Why does lithostatic pressure not play a role? (or does it?)
Fluid (or 'pore') pressure does not depend only on hydrostatic pressure — it also depends on stratigraphy, fluid content, and the geological history of the rock.
The fluid 'stack' can be thought of as a (mostly) connected body of fluid — dominantly brine and hydrocarbons. The rock 'stack' is a similarly interconnected body. The fluid stack defines a typical soft lower limit of pore pressures; the rock stack defines the hard upper bound.
In practice, we don't experience lithostatic pressure in the pores because at some level of stress below lithostatic pressure, we find the fracture pressure.
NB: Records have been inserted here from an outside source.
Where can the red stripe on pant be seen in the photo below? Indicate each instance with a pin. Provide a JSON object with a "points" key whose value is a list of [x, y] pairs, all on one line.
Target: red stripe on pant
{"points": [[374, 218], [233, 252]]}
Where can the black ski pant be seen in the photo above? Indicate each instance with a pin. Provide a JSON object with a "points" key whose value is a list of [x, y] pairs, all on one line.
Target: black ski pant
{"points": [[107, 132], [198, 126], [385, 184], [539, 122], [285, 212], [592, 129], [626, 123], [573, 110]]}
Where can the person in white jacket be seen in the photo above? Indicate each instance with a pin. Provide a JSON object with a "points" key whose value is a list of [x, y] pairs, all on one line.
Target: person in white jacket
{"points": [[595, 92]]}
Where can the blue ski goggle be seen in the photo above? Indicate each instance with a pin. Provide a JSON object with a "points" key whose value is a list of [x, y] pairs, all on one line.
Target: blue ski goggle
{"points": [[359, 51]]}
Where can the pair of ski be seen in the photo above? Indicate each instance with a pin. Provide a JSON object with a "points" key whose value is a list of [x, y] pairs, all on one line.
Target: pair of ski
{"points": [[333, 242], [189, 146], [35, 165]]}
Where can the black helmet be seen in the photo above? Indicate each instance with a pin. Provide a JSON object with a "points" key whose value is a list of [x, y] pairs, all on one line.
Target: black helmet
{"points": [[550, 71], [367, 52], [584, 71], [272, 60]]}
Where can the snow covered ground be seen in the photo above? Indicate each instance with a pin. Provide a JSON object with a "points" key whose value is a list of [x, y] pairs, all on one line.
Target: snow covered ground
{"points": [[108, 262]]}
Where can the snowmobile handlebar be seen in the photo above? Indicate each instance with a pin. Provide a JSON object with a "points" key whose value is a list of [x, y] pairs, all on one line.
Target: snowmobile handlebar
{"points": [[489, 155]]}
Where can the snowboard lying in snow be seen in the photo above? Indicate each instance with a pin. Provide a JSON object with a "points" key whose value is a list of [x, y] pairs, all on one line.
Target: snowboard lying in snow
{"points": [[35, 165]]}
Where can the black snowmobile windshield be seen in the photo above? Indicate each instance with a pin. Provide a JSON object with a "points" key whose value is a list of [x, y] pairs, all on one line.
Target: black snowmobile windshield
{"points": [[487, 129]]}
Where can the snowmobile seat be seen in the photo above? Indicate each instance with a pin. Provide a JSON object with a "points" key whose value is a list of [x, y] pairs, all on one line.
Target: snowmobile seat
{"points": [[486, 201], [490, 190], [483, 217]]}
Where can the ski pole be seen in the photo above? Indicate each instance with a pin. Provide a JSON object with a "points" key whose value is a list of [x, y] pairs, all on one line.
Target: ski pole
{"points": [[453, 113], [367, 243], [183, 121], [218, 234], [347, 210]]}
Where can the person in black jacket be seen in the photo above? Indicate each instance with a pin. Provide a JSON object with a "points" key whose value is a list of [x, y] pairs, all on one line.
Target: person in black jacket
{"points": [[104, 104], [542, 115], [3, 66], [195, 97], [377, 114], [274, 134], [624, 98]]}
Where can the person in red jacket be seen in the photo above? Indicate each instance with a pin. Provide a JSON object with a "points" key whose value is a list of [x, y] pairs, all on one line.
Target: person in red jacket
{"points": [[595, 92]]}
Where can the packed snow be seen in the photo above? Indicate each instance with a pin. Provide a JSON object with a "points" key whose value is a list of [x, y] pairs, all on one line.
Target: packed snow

If the pore pressure reaches this level, the rock breaks and pressure equilibrates. This is the mechanism behind induced hydraulic fracturing, or fracking.
But pore pressure does not have to be hydrostatic. 'Geopressure' or 'overpressure' or underpressure can occur if a stratigraphic layer is unusually tight, for example salt, and a porous formation experiences rapid uplift or burial. We might also depart from hydrostatic pressure as the density of the pore fluid changes, with salinity or gas saturation for example.
This cartoon shows pressure measurements (green) in a gas well. The other trends can be computed from models or data (for example the bulk density log). The shallow part of the well is hydrostatic; the deeper section shows overpressure. Natural gas is low density, so the gas zone shows a different trend. Clearly there will be a potentially dangerous pressure kick as the drill penetrates the top of the reservoir. If the gas trend were to hit fracture pressure, the trap would leak and the hydrocarbons would escape — a common natural phenomenon.